Council framing agencies' security picture

CIO Council's Security, Privacy and Critical Infrastructure ProtectionCommittee

With the availability of a tool to help agencies assess the adequacy of

their security programs, the federal CIO Council is asking the administration

to encourage agencies to reach a common baseline by next summer.

The council's Security Subcommittee is close to releasing its Federal

Information Security Assessment Framework. The methodology is designed to

help agencies measure their programs on five levels and then develop plans

to improve their security.

The framework has undergone several drafts, and the first version should

be released before the end of the month.

The council is asking the Office of Management and Budget to recommend

that agencies use the framework to complete an initial security assessment

by March 2001 and reach the framework's second level by summer, said John

Gilligan, co-chairman of the council's Security, Privacy and Critical Infrastructure

Protection Committee.

The framework was intended to help Congress, especially Rep.
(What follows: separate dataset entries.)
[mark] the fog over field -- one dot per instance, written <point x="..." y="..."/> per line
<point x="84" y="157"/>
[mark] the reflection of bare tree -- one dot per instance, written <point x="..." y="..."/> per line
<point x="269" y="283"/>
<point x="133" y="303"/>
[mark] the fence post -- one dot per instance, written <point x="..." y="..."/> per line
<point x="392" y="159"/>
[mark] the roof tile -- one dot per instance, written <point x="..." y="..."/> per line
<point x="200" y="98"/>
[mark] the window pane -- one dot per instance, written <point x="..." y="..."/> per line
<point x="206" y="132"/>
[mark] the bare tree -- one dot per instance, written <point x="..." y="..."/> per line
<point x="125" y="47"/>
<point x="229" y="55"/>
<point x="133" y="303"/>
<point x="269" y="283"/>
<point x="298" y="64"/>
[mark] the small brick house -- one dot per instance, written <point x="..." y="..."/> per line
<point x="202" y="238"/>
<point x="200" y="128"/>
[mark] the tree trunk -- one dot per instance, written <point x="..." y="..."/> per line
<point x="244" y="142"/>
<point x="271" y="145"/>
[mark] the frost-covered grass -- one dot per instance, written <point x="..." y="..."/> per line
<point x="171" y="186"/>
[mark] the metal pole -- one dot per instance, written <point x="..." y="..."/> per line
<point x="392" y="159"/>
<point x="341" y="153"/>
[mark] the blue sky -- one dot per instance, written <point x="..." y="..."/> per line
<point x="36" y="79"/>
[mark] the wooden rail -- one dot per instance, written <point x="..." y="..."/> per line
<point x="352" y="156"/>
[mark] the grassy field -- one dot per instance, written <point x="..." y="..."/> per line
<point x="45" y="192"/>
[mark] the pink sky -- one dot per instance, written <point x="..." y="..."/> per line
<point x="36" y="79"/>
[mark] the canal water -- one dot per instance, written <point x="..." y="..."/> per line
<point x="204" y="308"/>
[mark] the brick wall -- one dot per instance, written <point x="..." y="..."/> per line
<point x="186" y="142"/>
Stephen

Horn (R-Calif.), grade agencies' security programs. But Horn proceeded with

the grades — the government received a D-minus overall — and now agencies

can use the framework as a guide while OMB tries to improve federal security,

Gilligan said.

The next version of the framework will include a checklist being developed

by the National Institute of Standards and Technology. The checklist will

identify criteria that agencies need to meet to comply with the level designations,

said Brian Burns, deputy CIO at the Department of Health and Human Services

and chairman of the council's security framework working group.